In looking at relative supply, average educational attainment of labor force has the most prominent change. While college graduates’ labor force almost doubled, high school dropout’s fell about 2/3. Comparing from the same positive wage change, it infers that relative demand has shifted.  It also shows that largest increase in supply of college graduates is during 1971-1979. And that’s when college wage premium declined. While as the next decade, supply drops and wage premium increased. That explains the trend in college wage premium.

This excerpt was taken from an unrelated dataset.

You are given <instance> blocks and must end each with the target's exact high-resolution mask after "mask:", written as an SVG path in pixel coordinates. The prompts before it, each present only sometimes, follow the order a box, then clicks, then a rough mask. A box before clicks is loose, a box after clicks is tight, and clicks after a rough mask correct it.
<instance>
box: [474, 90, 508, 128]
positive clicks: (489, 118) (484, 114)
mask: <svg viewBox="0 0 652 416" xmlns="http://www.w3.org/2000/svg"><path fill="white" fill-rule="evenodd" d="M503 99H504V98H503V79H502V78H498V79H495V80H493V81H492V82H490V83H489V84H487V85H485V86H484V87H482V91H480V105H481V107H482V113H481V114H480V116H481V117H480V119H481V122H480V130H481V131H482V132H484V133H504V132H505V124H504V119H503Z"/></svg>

As for women, their labor force growth increased rapidly in 1970s than in 1960s and 1980s. With secular growth in relative demand for women concentrated industries, this explains the wage growth for women in 1980s than in 1970s. Similar stories exist for workers with experience versus younger workers.

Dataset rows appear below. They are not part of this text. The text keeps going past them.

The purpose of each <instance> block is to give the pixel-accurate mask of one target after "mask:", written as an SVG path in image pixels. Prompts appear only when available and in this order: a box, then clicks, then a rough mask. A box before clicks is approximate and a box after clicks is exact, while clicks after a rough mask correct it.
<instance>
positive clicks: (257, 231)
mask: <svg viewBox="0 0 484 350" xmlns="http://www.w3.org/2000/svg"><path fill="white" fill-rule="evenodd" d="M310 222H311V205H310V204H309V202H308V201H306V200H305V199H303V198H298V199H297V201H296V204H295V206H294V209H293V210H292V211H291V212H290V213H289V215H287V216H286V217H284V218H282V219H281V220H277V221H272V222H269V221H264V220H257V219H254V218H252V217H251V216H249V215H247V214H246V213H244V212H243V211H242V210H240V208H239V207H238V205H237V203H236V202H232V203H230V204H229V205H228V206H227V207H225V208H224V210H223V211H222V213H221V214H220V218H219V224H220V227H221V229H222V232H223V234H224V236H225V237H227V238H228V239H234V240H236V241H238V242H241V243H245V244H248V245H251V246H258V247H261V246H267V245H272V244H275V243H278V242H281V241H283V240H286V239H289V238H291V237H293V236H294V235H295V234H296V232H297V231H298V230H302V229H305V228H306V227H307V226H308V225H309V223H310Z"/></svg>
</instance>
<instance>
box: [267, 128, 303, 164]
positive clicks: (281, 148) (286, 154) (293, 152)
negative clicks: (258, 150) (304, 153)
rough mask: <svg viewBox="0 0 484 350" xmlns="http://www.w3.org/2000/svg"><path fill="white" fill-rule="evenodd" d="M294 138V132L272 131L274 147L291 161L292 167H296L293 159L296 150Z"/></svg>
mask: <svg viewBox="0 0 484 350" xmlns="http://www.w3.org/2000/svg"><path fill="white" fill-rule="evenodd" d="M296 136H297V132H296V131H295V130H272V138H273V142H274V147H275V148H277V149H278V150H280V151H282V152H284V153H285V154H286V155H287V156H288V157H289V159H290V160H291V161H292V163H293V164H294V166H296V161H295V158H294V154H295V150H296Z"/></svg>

When formally examine causal relationship between relative supply change and relative wage change, it shows that groups with largest supply increase also have the largest wage growth. This infers the importance of demand change.

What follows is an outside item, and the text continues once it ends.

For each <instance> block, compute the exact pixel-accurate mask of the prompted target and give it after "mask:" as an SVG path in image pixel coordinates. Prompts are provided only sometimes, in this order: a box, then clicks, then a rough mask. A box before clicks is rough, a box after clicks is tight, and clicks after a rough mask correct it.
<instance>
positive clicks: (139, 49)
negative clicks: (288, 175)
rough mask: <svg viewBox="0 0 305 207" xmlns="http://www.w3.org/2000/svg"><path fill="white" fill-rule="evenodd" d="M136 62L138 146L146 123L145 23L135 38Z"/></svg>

The paper further analyze demand shift. It decomposes demand shift into within industry shifts and between industry shifts. Within industry shifts is about changes of relative factor intensities within industries at fixed relative wage, while as between shifts is about changes in allocation of total labor demand across industries at fixed wage. Between industry demand shift depends on group differences of employment distribution. The shift over the whole period shows the outflow of low tech and basic manufacturing and inflow of professional and business services, which favors college graduates and women.

Suppose there is only between industry demand shift and relative supply change, all that has positive demand shift with increase of wage should have decreased share within each industry. But data doesn’t agree. This shows within industry demand shift. Similar to the overall demand shifting model is constructed for between and within industry demand shift.  Measurement is constructed using industry*occupation categories. Between industry shifts for college graduates decelerated in the 1980s, and within industry demand shifts have accelerated.

This paper further examines demand shifts resulted from international trade. Equal allocation method treats net imports as an analogous to domestic production for domestic consumption. Production worker allocation method treats exports allocated to all in the, but imports allocated to production workers only. Data shows that effects on relative labor demand of trade were moderate until substantial trade deficits in 1980s. This negatively affects high school dropouts, especially female dropouts. It tends to explain the education wage premium differentials. But, the relative supply change is more dramatic than the impact of international trade.

To understand the education wage differentials, several interpretations have: 1. Changes in relative earnings represents changes in relative market price of skills by college and high school graduates. 2. Composition of college and high school graduates affect the relative skill level.

CES production function model depicts the relationship between high school and college school graduates in terms of labor input factors. The elasticity of substitution between college and high school equivalents shows the change in relative demand given fixed relative supply and price. The greater the elasticity, the higher change in quantity when wage changes. Low elasticity of substitution indicates smooth change in quantity when wage changes.  OLS and imputation methods are used to approximate the value of the elasticity. 1.41 is approximately the reasonable value for the elasticity of substitution between college and high school labor.

Lastly, the paper examines experience differentials. Pattern of changes in experience differentials for all men is dominated by changes for those with less than 16 years of schooling. This is an evidence for the “active labor market” hypothesis. It tells that changes in labor market show up most sharply for new entrants, because senior workers are insulated by labor market institutions. The shrinking of manufacturing sectors in the 1980s is impacting on young less educated males from such hypothesis.